The Physics Engine: A 3-Layer Cake

Typically your usage of a simulator is something like this:

scene = my_physics_engine.Scene(...)

...  # scene setup

for i in range(N):

	scene.step(...)  # "do physics"

	...  # get scene info / apply controls / etc.

What's going on in a physics step though? Given the current state of the scene q_t (this could be your robot joints, object positions, etc.), the velocities qd_t, and optionally some control input or external action, we compute the next state of q_t+1 and qd_t+1. This is generally done in 3 stages: collision-free dynamics, collision detection, then constraint resolution.

def step(q, qd, action):

    # 1. Collision-Free Dynamics: apply equations of motion
    q_bar, qd_bar = collision_free_dynamics(q, qd, action)

    # 2. Collision Detection: get contact points, where the interesting stuff is happening
    collision_data = collision_detection(q_bar, qd_bar)

    # 3. Constraint Solver: resolve the collisions and get realistic outputs
    q, qd = solver(q_bar, qd_bar, collision_data)

Layer 1: Collision-Free Dynamics

In the first step, the engine uses basic Newtonian equations of motion to update all the positions and velocities. However, when the world is discretized like it is in a computer, the numerical stability of the integration method can affect the simulation's stability and accuracy. The simplest way to do this is to compute q += qd * dt, which is the Euler method. There are some variations on this that try to be more stable, at the cost of doing slightly more computation.

Timestep

The most basic way to trade off speed and accuracy is to adjust the simulation timestep dt or the number of substeps per frame. Smaller dt or more substeps means more accurate and stable simulation, but at a higher computational cost. However, beware: some solvers (especially explicit ones) can actually become less accurate or even unstable if dt is too small, due to floating-point errors or solver limitations.

Articulation

For articulated rigid bodies like robots, the engine also needs to account for joint constraints and kinematics. Robotics-focused engines usually do this calculation in such a way that it is invertible so that you can do motion planning, while many game-focused engines typically use a quicker algorithm that only yields the forward dynamics, which is all you need for your silly ragdoll physics.
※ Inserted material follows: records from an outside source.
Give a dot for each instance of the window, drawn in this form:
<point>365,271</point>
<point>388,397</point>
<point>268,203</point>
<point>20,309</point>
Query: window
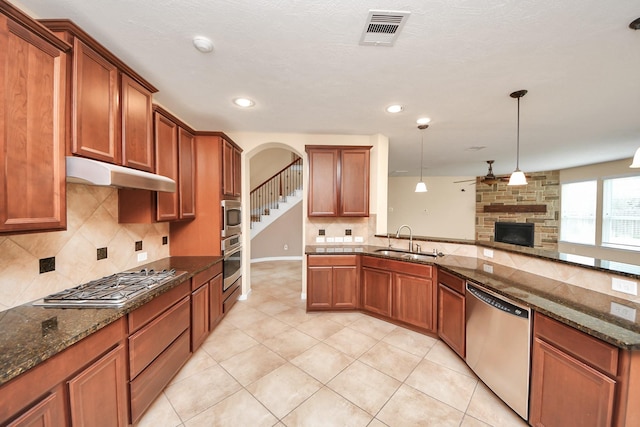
<point>621,213</point>
<point>578,212</point>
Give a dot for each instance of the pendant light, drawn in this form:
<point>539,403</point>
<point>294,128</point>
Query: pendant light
<point>517,177</point>
<point>421,187</point>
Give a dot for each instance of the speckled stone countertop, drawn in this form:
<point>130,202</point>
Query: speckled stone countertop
<point>26,341</point>
<point>585,310</point>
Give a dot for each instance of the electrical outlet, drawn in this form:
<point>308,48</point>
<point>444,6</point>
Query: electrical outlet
<point>101,253</point>
<point>47,264</point>
<point>626,286</point>
<point>623,311</point>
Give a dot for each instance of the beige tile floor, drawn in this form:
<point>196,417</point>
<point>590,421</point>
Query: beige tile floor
<point>269,363</point>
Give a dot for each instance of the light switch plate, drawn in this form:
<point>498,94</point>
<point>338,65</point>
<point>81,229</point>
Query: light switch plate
<point>626,286</point>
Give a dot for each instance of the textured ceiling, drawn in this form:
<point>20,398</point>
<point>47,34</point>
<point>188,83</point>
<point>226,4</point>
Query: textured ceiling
<point>455,61</point>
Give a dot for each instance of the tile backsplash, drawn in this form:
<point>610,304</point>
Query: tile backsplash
<point>92,223</point>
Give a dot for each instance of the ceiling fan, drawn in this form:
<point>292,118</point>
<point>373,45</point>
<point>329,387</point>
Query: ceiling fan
<point>489,178</point>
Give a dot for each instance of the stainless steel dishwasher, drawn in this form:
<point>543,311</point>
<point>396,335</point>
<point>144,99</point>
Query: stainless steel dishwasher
<point>498,345</point>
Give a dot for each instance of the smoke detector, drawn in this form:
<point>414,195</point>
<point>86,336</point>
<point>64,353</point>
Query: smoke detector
<point>383,27</point>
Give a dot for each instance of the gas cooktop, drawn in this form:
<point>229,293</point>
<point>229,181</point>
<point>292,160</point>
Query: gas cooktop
<point>111,291</point>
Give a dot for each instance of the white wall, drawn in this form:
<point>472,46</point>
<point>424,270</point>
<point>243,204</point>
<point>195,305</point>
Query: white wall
<point>443,211</point>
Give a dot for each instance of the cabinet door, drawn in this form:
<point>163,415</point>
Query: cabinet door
<point>187,171</point>
<point>137,125</point>
<point>345,287</point>
<point>227,169</point>
<point>32,100</point>
<point>98,395</point>
<point>354,182</point>
<point>451,319</point>
<point>323,182</point>
<point>413,301</point>
<point>565,391</point>
<point>376,291</point>
<point>319,286</point>
<point>215,301</point>
<point>166,136</point>
<point>95,106</point>
<point>199,315</point>
<point>237,172</point>
<point>48,412</point>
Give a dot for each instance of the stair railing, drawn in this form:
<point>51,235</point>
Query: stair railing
<point>276,189</point>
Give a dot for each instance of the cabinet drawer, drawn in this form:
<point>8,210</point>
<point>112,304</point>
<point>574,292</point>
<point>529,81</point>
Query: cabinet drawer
<point>584,347</point>
<point>331,260</point>
<point>206,275</point>
<point>143,315</point>
<point>399,266</point>
<point>146,344</point>
<point>451,281</point>
<point>149,384</point>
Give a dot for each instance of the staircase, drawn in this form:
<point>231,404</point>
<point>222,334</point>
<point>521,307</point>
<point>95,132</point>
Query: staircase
<point>275,196</point>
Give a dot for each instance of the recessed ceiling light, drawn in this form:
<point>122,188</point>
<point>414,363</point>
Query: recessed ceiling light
<point>244,102</point>
<point>203,44</point>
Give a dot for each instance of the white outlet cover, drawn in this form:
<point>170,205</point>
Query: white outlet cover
<point>626,286</point>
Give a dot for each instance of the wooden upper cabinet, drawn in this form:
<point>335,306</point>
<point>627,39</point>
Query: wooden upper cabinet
<point>338,181</point>
<point>354,182</point>
<point>95,99</point>
<point>111,105</point>
<point>137,133</point>
<point>32,136</point>
<point>231,170</point>
<point>166,140</point>
<point>187,173</point>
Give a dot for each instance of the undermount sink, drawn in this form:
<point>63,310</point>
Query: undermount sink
<point>406,255</point>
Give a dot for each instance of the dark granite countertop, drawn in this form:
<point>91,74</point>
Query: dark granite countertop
<point>611,319</point>
<point>26,342</point>
<point>624,269</point>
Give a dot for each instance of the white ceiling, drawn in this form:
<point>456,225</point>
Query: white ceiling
<point>455,61</point>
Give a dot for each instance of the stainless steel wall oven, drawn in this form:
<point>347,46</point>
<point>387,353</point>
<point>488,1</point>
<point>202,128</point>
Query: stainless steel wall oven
<point>232,260</point>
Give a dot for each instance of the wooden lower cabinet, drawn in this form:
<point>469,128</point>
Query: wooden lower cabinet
<point>332,282</point>
<point>573,377</point>
<point>48,412</point>
<point>376,291</point>
<point>99,392</point>
<point>451,311</point>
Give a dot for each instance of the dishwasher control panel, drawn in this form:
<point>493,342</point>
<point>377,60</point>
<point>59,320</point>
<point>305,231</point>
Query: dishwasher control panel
<point>498,302</point>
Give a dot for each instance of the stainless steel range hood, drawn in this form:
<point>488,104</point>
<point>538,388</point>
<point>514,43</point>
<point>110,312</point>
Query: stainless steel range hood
<point>93,172</point>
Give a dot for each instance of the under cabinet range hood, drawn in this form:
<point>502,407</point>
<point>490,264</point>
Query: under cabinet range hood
<point>93,172</point>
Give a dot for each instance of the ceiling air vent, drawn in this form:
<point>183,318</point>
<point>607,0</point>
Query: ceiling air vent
<point>382,27</point>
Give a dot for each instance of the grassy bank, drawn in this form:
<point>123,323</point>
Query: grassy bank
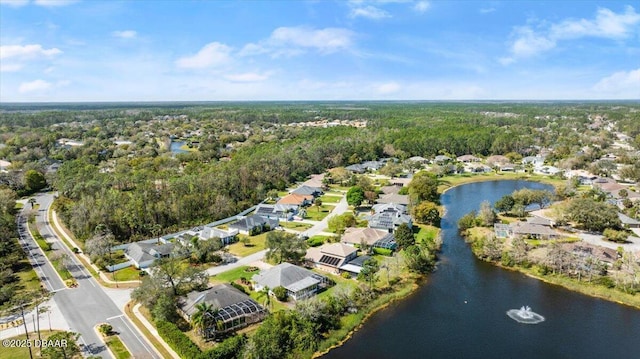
<point>592,288</point>
<point>448,182</point>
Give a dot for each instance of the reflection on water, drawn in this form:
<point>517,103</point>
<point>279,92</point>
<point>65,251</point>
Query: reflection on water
<point>460,312</point>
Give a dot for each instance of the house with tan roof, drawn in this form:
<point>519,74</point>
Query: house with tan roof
<point>372,237</point>
<point>330,257</point>
<point>296,199</point>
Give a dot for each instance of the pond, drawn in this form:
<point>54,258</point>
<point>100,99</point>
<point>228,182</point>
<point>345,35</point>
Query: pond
<point>461,311</point>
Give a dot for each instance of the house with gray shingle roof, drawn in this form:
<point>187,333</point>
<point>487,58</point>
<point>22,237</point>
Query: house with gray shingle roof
<point>233,309</point>
<point>308,190</point>
<point>144,254</point>
<point>254,222</point>
<point>299,282</point>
Layer 2: Collision Detection

Next, the engine needs to find where all the action is happening: the collisions. Since simulations are discretized in time, after updating the positions of all the objects we will often end up with some intersecting each other. Before we resolve these physical implausabilities, we have to detect which objects are intersecting and by how much. The detection is usually split into two phases: broad phase where we quickly rule out pairs that are definitely not colliding, and narrow phase for precisely checking the remaining pairs. Wikipedia has a good overview of this.

Collision Geometry

As a user, it is very important that you consider the mesh or collision geometry that you are using as the input to the physics engine. Collision detection on simple convex meshes will always be fast and more stable than on non-convex meshes. Many engines recommend to apply convex decomposition on your mesh to get the best performance. Some simulation platforms may even do this automatically for you. It is sometimes the case that problems such as slippage are caused by poorly configured geometry, and not necessarily an issue with the engine physics.

Layer 3: Constraint Solver

Once collisions are detected, the engine needs to resolve them, e.g. preventing objects from interpenetrating, enforcing joint limits, and simulating friction. Mathematically, for rigid bodies, this means solving the Linear Complementarity Problem (LCP). To solve this exactly is NP-hard, so most engines relax the conditions and/or use approximate solvers for this, with varying levels of accuracy and speed.

Engine Features

So every physics engine is essentially a packaged assortment of these 3 steps. Usually, you have the option to mix and match different algorithms for each part as well. On top of that, every algorithm has its own parameters to tune, so be mindful that you will get varying levels of speed and accuracy from one simulation platform based on how well you set up your environment as a user.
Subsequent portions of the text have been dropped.